= Consumer court =

Special purpose court in India

Consumer court is a special purpose court in India. It primarily deals with consumer-related disputes, conflicts, and grievances. The court holds hearings to adjudicate these disputes.

When consumers file a case, the court primarily looks to see if they can prove the exploitation through evidence such as bills or purchase memos. In cases where no such evidence is presented, courts rarely rule in favor of the plaintiff. The court mostly decides its verdict based on the violations of consumer rights (if any). The point of having a separate forum for consumer disputes is to ensure that such disputes are speedily resolved and make it less expensive.

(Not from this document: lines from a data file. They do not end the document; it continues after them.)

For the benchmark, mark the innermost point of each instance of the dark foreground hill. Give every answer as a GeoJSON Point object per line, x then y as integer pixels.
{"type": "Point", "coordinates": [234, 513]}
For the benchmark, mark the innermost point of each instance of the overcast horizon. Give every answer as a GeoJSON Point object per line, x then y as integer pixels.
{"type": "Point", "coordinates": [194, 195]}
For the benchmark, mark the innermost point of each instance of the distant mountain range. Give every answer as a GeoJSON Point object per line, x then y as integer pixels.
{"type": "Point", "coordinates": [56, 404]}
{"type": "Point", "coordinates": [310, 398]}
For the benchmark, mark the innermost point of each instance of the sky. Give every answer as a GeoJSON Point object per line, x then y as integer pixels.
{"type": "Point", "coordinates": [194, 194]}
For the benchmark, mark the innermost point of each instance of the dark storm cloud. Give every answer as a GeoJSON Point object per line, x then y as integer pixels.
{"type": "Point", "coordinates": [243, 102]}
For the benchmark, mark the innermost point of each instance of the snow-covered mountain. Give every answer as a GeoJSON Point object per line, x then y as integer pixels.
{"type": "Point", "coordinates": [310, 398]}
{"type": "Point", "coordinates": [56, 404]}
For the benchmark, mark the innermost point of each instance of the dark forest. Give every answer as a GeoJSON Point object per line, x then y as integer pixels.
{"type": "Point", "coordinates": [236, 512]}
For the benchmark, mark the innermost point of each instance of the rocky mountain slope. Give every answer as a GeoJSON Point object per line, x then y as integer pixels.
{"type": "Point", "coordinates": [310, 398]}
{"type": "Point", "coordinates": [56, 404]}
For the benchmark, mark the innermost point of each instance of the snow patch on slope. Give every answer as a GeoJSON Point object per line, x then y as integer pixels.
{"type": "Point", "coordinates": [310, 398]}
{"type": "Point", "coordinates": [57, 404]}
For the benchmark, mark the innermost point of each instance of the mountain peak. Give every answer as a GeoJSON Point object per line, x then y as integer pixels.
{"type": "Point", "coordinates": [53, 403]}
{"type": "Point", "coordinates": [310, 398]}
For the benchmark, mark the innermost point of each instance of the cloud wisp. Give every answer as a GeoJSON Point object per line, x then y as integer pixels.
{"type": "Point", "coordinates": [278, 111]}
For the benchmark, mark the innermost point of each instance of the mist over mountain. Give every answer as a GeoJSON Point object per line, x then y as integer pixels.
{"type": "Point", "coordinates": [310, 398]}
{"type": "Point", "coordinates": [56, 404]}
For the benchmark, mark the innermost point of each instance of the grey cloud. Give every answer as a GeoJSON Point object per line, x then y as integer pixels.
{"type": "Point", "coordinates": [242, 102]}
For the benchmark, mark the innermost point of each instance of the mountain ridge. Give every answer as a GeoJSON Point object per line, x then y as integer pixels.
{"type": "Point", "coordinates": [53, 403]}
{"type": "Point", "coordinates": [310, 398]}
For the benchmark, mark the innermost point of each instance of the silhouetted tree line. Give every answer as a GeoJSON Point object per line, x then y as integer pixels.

== Rights provided by consumer courts ==
The rights provided by the court are listed below:

1. Right to Safety: The right to be protected from all types of hazardous goods and services.
2. Right to Information: The right to be fully informed about the performance and quality of all goods and services.
3. Right to Choose: The right to freely choose goods and services.
4. Right to be Heard: The right to be heard in all decision-making processes related to consumer interest.
5. Right to Seek Redressal: The right to seek compensation, whenever consumer rights have been infringed.
6. Right to Consumer Education: The right to complete consumer education.
There are two more Rights specified but they don't come as part of the 6 main Rights mentioned above.

== List of consumer courts ==

- National Consumer Disputes Redressal Commission (NCDRC): A court that operates nationally and deals with cases where claimed compensation exceeds Ten crores (₹100 million). The National Commission is the apex body of Consumer Courts; it is also the highest appellate court in the hierarchy. The NCDRC is the highest judiciary of the consumer court, the consumer Supreme Court of India.
- State Consumer Disputes Redressal Commission (SCDRC): A court that works at the state level in cases where compensation claimed is between one crore (₹10 million) and Ten crores. The State Commission has appellate jurisdiction over the District Forum.
- District Consumer Disputes Redressal Forum (DCDRF): A court that works at the district level in cases where the claimed compensation is below one crore.

== Process to file a complaint ==
To file a complaint, a consumer obtains a copy of the Consumer Protection Act. The format for filing a complaint is simple, with guidelines provided for reference. It is advisable to describe the facts and support the claim with comprehensive documentation.

- The consumer must attach photocopied documents (evidence and references) in the complaint file.
- A signed Vakalatnama should be attached with the documents. This authorises a lawyer to represent the case in the Consumer Court.

== History ==
The consumer movement a social force originated in the 1960s with the mission of protecting and promoting the interests of consumers against unethical and unfair trade practices. Rampant food shortages, hoarding, black marketing, adulteration of food and edible oil gave birth to the consumer movement. In 1986 the movement led the Indian government to enact the Consumer Protection Act of 1986 (COPRA).

== Objectives ==
The main function of the consumer court is to offer redress to consumers and to maintain seller's orientation toward fairly treating the consumer and respecting their rights. Approaching a consumer court is cheap as plaintiffs can represent themselves without a lawyer and are only required to pay a nominal fee of 100 Indian rupees.